Trains, as it turns out, have played a significant role in Chéroux’s relationship to photography. When he was 16 years old, he was on a train to the south of France when he heard an announcement that there was a photography exhibition on board. Such a pop-up exhibition was unusual enough, but Chéroux found a train car filled with work by Pierre Molinier, maker of transgressive, erotic images; French performance artist Michel Journiac; and Minot-Gormezano (the duo Pierre Minot and Gilbert Gormezano). “That was something crazy,” Chéroux says. “It was probably such an incredible thing that they never repeated it again.” But it pointed him in a new direction: “It was a shock, to discover that photography could be something besides family photographs or advertising.
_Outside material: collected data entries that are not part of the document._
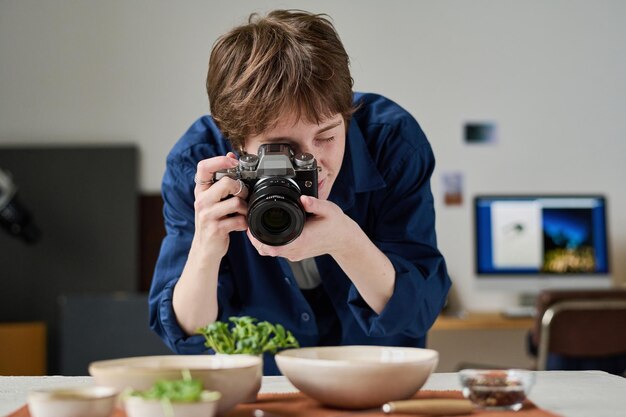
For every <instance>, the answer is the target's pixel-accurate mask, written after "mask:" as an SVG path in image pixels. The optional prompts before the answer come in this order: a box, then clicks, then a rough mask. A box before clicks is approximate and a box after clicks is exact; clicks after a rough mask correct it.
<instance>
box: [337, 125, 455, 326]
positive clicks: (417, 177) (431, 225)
mask: <svg viewBox="0 0 626 417" xmlns="http://www.w3.org/2000/svg"><path fill="white" fill-rule="evenodd" d="M415 126H417V123H415ZM399 134H401V135H402V134H403V135H419V136H420V137H421V140H420V141H419V143H418V144H417V145H416V146H413V147H411V149H410V151H407V150H406V149H403V150H402V151H401V152H396V156H395V158H396V160H394V161H392V163H390V164H387V165H388V166H390V169H389V170H388V171H387V172H386V173H385V182H386V183H387V187H385V189H383V190H381V191H380V192H377V193H376V196H375V197H374V198H373V201H372V208H371V209H370V214H369V215H370V216H372V217H373V220H372V221H371V222H370V224H372V225H373V226H372V229H373V230H371V231H368V234H369V235H370V238H371V239H372V241H373V242H374V243H375V244H376V246H377V247H378V248H379V249H380V250H381V251H382V252H383V253H385V255H386V256H387V257H388V258H389V260H390V261H391V263H392V264H393V267H394V269H395V272H396V280H395V287H394V291H393V295H392V297H391V298H390V299H389V301H388V302H387V305H386V306H385V308H384V309H383V311H382V312H381V313H380V314H376V312H374V311H373V310H372V309H371V308H370V307H369V306H368V304H367V303H366V302H365V300H364V299H363V298H362V297H361V295H360V294H359V292H358V291H357V289H356V287H355V286H354V285H352V287H351V289H350V292H349V295H348V303H349V305H350V308H351V310H352V312H353V314H354V315H355V317H356V319H357V321H358V322H359V325H360V326H361V327H362V328H363V329H364V330H365V332H366V333H367V334H368V335H369V336H372V337H384V336H389V335H396V334H405V335H407V336H410V337H423V336H425V335H426V333H427V331H428V329H429V328H430V327H431V326H432V324H433V323H434V321H435V319H436V318H437V316H438V314H439V312H440V311H441V309H442V307H443V305H444V303H445V299H446V296H447V293H448V290H449V288H450V285H451V283H450V278H449V277H448V273H447V269H446V264H445V261H444V259H443V256H442V255H441V253H440V252H439V250H438V249H437V241H436V233H435V211H434V202H433V196H432V192H431V189H430V178H431V175H432V173H433V170H434V166H435V159H434V155H433V153H432V150H431V147H430V144H429V143H428V142H427V141H426V138H425V136H424V134H423V133H422V131H421V129H420V128H419V126H417V127H416V129H414V130H413V131H411V132H407V131H406V130H405V131H403V132H400V133H399Z"/></svg>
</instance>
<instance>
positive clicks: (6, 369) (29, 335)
mask: <svg viewBox="0 0 626 417" xmlns="http://www.w3.org/2000/svg"><path fill="white" fill-rule="evenodd" d="M45 374H46V325H45V323H43V322H25V323H0V375H45Z"/></svg>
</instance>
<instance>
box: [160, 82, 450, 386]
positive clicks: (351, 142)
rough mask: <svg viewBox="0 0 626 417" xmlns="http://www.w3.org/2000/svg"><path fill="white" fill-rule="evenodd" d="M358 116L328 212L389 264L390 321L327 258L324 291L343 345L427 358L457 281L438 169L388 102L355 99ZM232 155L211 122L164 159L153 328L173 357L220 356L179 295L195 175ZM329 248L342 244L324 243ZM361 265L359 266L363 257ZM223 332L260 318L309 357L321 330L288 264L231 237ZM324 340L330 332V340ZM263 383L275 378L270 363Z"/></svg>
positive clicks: (218, 294) (426, 150)
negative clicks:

That was the starting point for me.”
Chéroux promptly joined his school’s camera club and began studying the history of photography, earning a degree from the École Nationale Supérieure de la Photographie in Arles and ultimately a Ph.D. in art history from the Sorbonne. “I was educated as a photographer and a historian,” he says. “I always had this double interest.” More than double, perhaps: he’s drawn to the multiplicity of the medium – vernacular and fine art photography, contemporary and historical images, reportage and film.
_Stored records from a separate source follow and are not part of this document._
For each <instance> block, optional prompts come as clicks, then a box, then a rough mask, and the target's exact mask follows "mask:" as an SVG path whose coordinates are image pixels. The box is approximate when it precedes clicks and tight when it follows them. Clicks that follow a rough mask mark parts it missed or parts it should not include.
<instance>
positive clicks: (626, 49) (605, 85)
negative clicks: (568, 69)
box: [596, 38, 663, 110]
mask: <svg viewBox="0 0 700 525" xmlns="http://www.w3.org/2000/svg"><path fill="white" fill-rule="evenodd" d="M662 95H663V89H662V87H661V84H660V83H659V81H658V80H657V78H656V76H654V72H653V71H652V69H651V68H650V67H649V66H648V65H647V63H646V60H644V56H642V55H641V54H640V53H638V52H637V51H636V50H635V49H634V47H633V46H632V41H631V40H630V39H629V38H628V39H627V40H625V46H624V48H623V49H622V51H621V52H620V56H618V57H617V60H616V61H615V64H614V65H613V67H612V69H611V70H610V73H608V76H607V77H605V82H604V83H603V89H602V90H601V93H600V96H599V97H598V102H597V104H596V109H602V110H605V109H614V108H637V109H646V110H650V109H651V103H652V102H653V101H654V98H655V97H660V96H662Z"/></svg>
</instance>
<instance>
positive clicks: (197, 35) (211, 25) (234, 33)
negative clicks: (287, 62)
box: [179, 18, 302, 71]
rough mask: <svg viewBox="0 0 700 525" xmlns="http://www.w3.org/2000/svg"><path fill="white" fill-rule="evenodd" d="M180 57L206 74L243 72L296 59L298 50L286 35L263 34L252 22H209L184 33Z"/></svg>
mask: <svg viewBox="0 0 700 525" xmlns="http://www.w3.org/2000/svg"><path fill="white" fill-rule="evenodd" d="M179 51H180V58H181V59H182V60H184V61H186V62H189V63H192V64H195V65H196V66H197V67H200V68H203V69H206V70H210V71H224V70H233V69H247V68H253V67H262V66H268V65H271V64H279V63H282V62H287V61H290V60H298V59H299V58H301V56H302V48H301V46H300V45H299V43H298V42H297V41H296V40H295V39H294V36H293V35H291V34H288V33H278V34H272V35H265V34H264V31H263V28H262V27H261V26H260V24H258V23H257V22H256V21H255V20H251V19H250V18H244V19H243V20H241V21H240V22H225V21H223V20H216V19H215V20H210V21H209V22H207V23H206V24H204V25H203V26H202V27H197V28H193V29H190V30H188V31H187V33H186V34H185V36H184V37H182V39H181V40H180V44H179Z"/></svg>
This interest is reflected in one of his favorite curatorial projects, Shoot!, presented at the Arles Photography Festival in 2010. Rooted in vernacular photography, the show grew out of a shooting-gallery game common at fairgrounds after World War I. Participants shot at a target; if they hit the bullseye, a camera took their picture. Several famous artists had these pictures of themselves – Robert Frank, Henri Cartier-Bresson, May Ray – but most were anonymous. The shooting galleries disappeared by the 1970s, but Chéroux created a modern-day version of the game for visitors, who could receive portraits of themselves as shooters – a prize potentially both charming and incriminating.